In 1890, the Devizes and Wiltshire Gazette noted that the fair was shrinking in size and reported that "trade was dull and slow", but Mr Justice Lopes had done well in making thirty shillings each for a hundred mixed lambs. By the end of the 19th century, it was noticed that the fair caused low attendance at local schools, including that at nearby Dilton Marsh.

==Twentieth century decline==
In the early 20th century, the fair continued to decline, with only some 20,000 sheep passing through it every year. In 1912 a notice for the fair appeared in the London Standard, announcing "Westbury Hill Fair: Pedigree Hampshire Down Sheep a Speciality".

On 6 September 1924, a local newspaper reported "Successful Hill Fair. — Westbury Hill Fair was held in ideal weather on Tuesday, and attracted not only a large company of farmers and dealers but also a large number of the fair sex and children." At this time, sheep were commonly sold on a handshake, with the price to be paid later. Horses were also traded, with some being sent from Ireland by boat and train, to be walked up the hill from Westbury railway station. Some local schools were closed on the day of the fair. Gypsies camped for the summer at Beggar's Knoll to work on the hill farms and came to the fair to sell clothes pegs and paper flowers. Dealers came for the day to sell crockery, cutlery, and other wares.

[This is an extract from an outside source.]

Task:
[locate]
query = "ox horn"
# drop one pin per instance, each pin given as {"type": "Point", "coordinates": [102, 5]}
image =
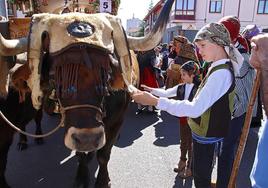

In 1939, one of the auctioneers for the Fair, held on 5 September, was Dart & Son of Warminster. In 1940, in the early months of the Second World War, the Land Utilisation Survey noted that "Westbury's Sheep Fair today handles less than 10,000 sheep". That year's Fair took place on 3 September 1940, and another of the firms of auctioneers, Lavington & Hooper, advertised a few days before that 1,650 Hampshire Downs had been entered with them for sale. In 1941, the same auctioneers advertised their sale at the Fair to start at 8:30 am on 2 September, with 1,275 Hampshire Down and cross-bred Ewes and Lambs having been entered by 16 August. A retrospective in the Wiltshire Times of 29 August 1942 noted that
"In September came the last event of our year — Westbury Hill Sheep Fair. Thousands of sheep changed hands, and the village roads were frequently blocked with flocks moving slowly to their destination. Sheep-washing in Bratton stream ceased nearly thirty years ago. Even before the war, Westbury Hill Fair had dwindled into a comparatively small event."
 After that, no traces of the fair being held have been found.